The prologue: “Christopher Jacob Arnold sought peace for many days.” The search for peace is a principal theme here. The Arnolds are a family in crisis, and in this way the novella reminds me of Jenn Ashworth’s *The Friday Gospels* and Carys Bray’s *A Song for Issy Bradley,* two British novels from 2013 and 2014 in which LDS families are in similar crises. Unlike the characters in the British works, though, Bronson’s family are faithful, dyed-in-the-wool Utah members, not at all wrestling with first-generation angst and misunderstanding (as are the Leekys and the Bradleys). Father Marcus is a popular elders quorum instructor; his wife, Susan, is the Primary president. Stutterer Kari is almost eight, nervous about baptism, and eleven-year-old Christopher is the (anti-)hero who opens the novella as he responds to an unusual Sunday School class, where the teacher draws on the board a graphic representation of Christ’s suffering in the Garden, a representation that moves all the Valiant 11s to tears.
It’s a gripping opening scene. What would move a Sunday School teacher to chalk great gobs and flows of blood from the pores of a praying Christ? But he does; and the whole family rises to it as they hear about it, each from their own secret guilt and anguish. The rest of the novella–which takes place over the next five days–recounts through each of them, individually and finally together, the implications of the Atonement in their family’s life.
Christopher is being seriously bullied at school. Marcus and Susan are experiencing some (not trivial) difficulties in their marriage due to idiosyncratic hangups about perfection and about their roles in their partnership. And Kari, like most seven-year-olds, is trying hard to learn who and what is “right,” what she *ought* to do and what she *can* do. Christopher is the only person she feels she can tell that she really doesn’t want to be baptized. But he’s got his own problems.

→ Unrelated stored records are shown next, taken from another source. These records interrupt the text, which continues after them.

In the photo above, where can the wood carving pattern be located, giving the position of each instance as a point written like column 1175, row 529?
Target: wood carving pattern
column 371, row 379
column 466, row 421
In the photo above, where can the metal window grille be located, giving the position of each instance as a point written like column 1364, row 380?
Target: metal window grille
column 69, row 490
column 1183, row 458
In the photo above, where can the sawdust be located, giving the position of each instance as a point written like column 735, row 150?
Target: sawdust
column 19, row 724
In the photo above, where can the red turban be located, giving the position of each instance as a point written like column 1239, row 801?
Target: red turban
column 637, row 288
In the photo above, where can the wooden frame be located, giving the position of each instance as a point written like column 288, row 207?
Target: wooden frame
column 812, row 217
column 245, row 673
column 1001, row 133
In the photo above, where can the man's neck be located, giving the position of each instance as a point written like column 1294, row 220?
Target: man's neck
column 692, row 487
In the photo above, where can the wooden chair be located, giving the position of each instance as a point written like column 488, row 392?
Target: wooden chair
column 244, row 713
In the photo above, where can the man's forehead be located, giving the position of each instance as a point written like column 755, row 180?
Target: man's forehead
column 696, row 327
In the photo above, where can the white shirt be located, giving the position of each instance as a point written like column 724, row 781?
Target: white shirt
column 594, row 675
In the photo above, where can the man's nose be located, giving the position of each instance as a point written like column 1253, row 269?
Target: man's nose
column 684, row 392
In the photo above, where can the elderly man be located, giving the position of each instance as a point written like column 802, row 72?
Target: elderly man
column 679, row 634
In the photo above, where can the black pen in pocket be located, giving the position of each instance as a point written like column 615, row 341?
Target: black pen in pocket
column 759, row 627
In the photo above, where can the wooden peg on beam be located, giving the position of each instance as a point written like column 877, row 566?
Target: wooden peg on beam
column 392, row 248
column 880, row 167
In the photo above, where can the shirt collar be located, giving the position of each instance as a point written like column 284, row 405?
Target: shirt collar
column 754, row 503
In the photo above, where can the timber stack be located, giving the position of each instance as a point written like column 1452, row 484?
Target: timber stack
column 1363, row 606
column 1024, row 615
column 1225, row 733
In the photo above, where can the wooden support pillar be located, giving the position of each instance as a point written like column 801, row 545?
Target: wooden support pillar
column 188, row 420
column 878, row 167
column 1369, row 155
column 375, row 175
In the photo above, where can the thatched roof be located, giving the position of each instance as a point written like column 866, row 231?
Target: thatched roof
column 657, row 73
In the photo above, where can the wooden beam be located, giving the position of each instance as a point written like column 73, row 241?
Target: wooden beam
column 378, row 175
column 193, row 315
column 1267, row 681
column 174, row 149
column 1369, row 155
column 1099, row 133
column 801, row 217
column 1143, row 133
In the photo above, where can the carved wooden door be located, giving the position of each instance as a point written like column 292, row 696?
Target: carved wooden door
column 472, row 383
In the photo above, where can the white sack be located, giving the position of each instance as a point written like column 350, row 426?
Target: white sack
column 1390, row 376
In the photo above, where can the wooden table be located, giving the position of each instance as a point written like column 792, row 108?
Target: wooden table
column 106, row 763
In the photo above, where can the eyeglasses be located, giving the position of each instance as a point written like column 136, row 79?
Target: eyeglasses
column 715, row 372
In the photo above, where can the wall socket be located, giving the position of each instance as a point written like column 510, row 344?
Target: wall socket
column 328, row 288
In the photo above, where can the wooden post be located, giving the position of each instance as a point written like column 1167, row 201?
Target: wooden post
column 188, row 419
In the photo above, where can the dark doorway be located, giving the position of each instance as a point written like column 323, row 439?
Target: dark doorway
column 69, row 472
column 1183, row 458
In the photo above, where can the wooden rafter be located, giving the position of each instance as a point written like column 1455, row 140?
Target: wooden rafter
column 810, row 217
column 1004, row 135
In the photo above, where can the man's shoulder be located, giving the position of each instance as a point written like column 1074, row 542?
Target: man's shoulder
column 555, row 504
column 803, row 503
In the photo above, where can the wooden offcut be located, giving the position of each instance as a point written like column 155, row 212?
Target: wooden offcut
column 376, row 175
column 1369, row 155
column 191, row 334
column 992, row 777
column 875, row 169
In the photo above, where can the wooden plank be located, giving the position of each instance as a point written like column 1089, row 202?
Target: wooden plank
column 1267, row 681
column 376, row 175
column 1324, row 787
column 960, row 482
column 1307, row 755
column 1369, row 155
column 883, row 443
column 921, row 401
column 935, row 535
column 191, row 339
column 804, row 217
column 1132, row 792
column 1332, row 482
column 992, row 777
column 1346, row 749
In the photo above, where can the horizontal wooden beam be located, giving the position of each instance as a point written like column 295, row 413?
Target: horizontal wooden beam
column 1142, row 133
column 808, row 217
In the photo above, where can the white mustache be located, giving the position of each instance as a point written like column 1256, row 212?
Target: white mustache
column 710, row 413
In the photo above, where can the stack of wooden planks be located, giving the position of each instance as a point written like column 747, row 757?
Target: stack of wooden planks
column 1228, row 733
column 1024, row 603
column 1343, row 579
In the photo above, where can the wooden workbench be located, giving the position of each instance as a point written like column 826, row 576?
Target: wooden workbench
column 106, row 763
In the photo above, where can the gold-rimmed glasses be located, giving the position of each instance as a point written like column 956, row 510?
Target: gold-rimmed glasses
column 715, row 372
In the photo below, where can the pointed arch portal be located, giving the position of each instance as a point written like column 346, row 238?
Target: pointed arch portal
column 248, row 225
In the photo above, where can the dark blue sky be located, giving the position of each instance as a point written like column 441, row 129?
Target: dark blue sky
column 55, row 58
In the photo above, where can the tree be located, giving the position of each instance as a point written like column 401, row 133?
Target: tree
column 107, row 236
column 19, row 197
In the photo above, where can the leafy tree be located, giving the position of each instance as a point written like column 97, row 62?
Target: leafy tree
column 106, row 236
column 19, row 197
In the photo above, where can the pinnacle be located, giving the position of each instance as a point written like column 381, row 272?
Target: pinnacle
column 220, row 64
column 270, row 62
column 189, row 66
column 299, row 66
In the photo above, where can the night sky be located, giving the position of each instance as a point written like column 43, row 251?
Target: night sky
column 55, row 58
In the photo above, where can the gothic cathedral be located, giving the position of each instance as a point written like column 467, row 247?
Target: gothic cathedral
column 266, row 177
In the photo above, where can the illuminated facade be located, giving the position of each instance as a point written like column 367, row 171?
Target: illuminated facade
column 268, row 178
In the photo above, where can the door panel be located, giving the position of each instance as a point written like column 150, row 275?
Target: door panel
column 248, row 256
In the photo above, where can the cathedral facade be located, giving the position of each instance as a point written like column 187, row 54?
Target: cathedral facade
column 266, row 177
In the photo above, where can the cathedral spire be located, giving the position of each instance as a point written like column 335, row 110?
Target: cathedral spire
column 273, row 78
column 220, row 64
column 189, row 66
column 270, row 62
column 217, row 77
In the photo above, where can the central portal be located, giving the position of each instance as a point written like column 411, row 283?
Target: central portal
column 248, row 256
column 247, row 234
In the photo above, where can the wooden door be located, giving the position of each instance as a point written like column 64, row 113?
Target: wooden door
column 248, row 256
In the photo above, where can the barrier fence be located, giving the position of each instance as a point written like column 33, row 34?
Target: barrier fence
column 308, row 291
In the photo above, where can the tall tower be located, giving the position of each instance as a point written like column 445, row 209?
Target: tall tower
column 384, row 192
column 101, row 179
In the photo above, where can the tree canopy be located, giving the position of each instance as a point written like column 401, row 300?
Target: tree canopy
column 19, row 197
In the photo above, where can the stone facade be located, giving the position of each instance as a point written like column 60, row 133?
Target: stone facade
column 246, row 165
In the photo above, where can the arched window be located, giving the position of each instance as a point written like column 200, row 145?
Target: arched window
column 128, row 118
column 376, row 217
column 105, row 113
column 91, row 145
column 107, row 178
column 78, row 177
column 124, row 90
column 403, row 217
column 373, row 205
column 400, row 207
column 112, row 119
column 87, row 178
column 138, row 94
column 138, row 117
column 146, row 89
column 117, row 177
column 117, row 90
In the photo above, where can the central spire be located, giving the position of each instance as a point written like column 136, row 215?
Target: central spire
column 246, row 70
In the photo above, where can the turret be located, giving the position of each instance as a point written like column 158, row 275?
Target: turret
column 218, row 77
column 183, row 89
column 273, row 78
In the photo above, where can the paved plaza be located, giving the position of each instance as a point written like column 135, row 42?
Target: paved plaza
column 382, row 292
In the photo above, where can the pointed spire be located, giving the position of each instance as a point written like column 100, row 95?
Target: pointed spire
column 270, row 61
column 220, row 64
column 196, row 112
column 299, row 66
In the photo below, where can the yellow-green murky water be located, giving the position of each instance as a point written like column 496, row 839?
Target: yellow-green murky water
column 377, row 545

Alternating the point of view among the four members of the family, Bronson does a beautifully subtle job of showing how we excuse ourselves privately and publicly, make things worse by attempting to rectify our errors, strive to fix one thing only to exacerbate another. Painful and poignant, the plot grows quickly more constrictive. As the bullying intensifies, so do the mistakes Susan and Marcus make in their misdirected concern for Christopher and their inadequacy in comprehending Kari’s fears. Confrontations; blessings gone wrong; dreams; images exquisite but horribly private, not externalized, of confession, disclosure, repentance and redemption–these snowball as the week draws to its awful close. The meaning of the Atonement unfolds (without ever being named outright) as children and parents do their best to salvage goodness, rightness, from the fallout of undeservedly terrible circumstances.

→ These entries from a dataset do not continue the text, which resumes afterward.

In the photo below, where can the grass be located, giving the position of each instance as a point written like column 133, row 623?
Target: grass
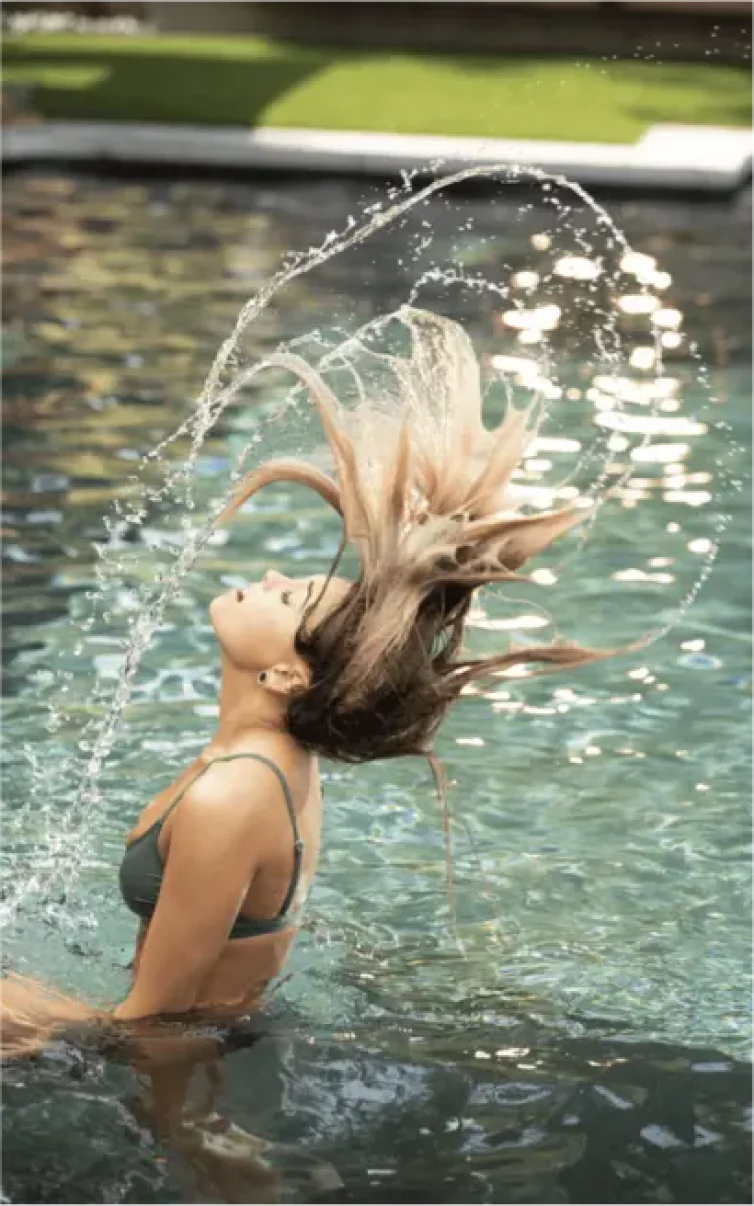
column 243, row 81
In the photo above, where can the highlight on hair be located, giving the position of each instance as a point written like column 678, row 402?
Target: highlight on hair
column 424, row 491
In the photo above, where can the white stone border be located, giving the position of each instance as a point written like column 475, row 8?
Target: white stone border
column 667, row 157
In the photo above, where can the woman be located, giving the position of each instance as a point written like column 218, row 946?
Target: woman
column 220, row 862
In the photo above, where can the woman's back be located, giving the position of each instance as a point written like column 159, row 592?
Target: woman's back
column 284, row 844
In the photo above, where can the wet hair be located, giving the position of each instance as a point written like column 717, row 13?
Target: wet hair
column 424, row 491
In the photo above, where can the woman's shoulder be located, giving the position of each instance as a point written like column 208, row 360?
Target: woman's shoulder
column 245, row 780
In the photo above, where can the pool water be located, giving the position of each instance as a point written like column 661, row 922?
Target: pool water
column 586, row 1034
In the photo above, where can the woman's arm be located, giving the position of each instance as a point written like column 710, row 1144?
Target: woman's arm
column 217, row 836
column 216, row 839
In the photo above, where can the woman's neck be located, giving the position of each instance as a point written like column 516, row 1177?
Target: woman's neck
column 246, row 708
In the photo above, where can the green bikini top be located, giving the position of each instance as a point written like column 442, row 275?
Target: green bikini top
column 141, row 870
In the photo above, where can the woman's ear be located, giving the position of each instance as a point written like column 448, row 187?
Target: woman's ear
column 285, row 678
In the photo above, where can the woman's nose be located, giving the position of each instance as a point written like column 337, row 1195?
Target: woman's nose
column 273, row 578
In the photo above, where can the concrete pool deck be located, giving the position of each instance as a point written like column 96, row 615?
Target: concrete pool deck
column 707, row 159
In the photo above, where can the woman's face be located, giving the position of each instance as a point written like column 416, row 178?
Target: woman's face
column 256, row 626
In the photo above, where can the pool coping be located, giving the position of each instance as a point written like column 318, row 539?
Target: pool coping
column 667, row 157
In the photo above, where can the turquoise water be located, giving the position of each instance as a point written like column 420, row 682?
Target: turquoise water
column 602, row 847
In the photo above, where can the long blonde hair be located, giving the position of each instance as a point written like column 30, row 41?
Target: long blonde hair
column 425, row 493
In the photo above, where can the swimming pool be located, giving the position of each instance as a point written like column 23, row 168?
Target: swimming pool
column 590, row 1040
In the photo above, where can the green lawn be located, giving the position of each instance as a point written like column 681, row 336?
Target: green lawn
column 257, row 82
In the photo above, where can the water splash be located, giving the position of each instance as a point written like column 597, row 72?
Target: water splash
column 57, row 865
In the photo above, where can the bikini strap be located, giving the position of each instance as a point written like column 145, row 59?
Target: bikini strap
column 298, row 846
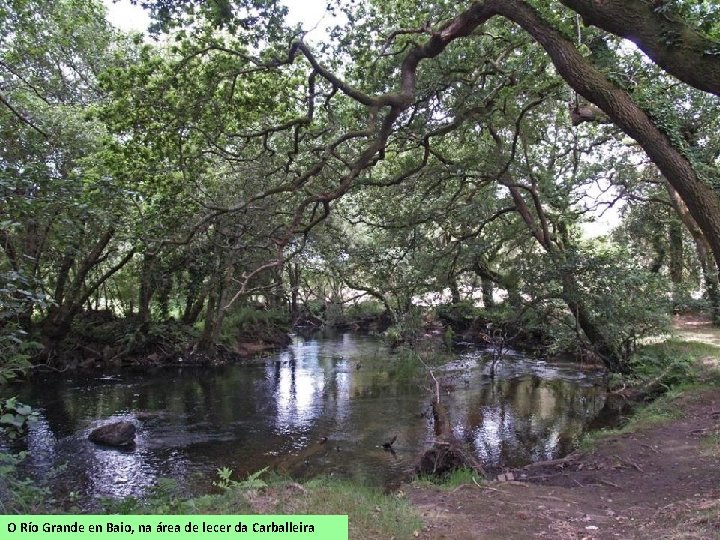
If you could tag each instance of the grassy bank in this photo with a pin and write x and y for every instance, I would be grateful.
(665, 375)
(372, 513)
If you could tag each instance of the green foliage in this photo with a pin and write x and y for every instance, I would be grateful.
(372, 514)
(452, 480)
(254, 322)
(459, 316)
(20, 495)
(16, 417)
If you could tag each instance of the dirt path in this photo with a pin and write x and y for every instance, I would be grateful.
(659, 483)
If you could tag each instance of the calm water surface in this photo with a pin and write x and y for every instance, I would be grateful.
(194, 420)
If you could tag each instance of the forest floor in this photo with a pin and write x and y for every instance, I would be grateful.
(655, 479)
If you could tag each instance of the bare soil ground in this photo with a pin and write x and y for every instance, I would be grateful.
(662, 482)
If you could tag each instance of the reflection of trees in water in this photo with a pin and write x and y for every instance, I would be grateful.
(524, 419)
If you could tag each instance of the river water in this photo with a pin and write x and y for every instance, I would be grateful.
(193, 420)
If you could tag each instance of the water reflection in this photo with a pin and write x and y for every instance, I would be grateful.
(194, 420)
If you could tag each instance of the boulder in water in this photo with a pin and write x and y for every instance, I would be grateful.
(119, 434)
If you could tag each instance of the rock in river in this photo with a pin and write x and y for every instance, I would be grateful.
(121, 434)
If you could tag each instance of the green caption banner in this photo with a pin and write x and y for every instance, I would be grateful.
(103, 527)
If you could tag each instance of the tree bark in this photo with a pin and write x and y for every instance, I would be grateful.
(707, 263)
(702, 202)
(672, 44)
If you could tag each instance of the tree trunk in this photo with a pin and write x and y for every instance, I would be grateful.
(488, 291)
(707, 263)
(676, 253)
(669, 42)
(146, 292)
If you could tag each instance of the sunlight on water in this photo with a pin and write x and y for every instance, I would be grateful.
(192, 421)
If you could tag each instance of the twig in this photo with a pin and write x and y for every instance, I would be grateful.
(609, 483)
(628, 462)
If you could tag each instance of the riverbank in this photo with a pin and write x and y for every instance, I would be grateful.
(658, 477)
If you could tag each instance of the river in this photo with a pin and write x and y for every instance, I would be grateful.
(348, 389)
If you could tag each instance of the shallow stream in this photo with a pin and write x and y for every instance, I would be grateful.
(192, 421)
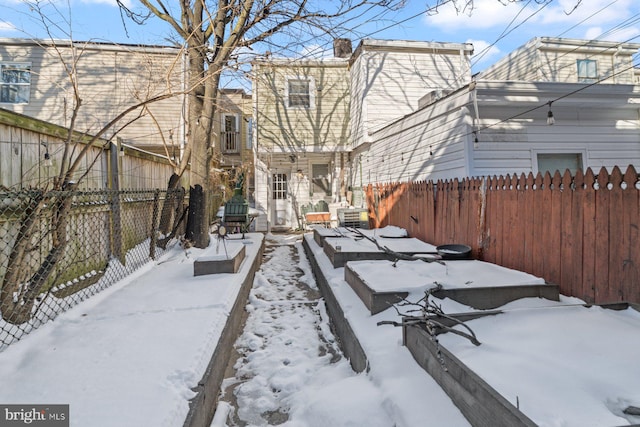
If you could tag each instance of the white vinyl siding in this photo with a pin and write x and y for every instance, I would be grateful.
(428, 144)
(110, 79)
(389, 81)
(587, 70)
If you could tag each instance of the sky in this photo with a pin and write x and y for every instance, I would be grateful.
(495, 27)
(152, 335)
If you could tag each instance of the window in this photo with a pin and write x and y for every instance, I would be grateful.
(279, 186)
(552, 162)
(320, 179)
(587, 70)
(299, 93)
(15, 83)
(230, 134)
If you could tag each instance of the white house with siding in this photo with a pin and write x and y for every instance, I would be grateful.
(301, 137)
(313, 117)
(389, 77)
(498, 123)
(35, 81)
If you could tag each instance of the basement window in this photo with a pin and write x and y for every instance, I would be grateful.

Fiction has multiple functions in the lives and minds of both readers and writers. The story of the genesis of “this troubling little tale” (206) implies that composing it–a twenty-year process–was a matter for Bronson not only of interrogating the minutiae of marriage and parenthood, but also exploring the essence of Christ’s mission of sacrifice, forgiveness, and love. For readers, now, this beautifully-produced little volume serves as a tightly-constructed, eloquent set of signs and symbols regarding our fallibility and the need for Christ. It’s a small classic. All who are mature enough to love and fear for their families should read it. I hope there will be more where this came from. We can never get too much wisdom.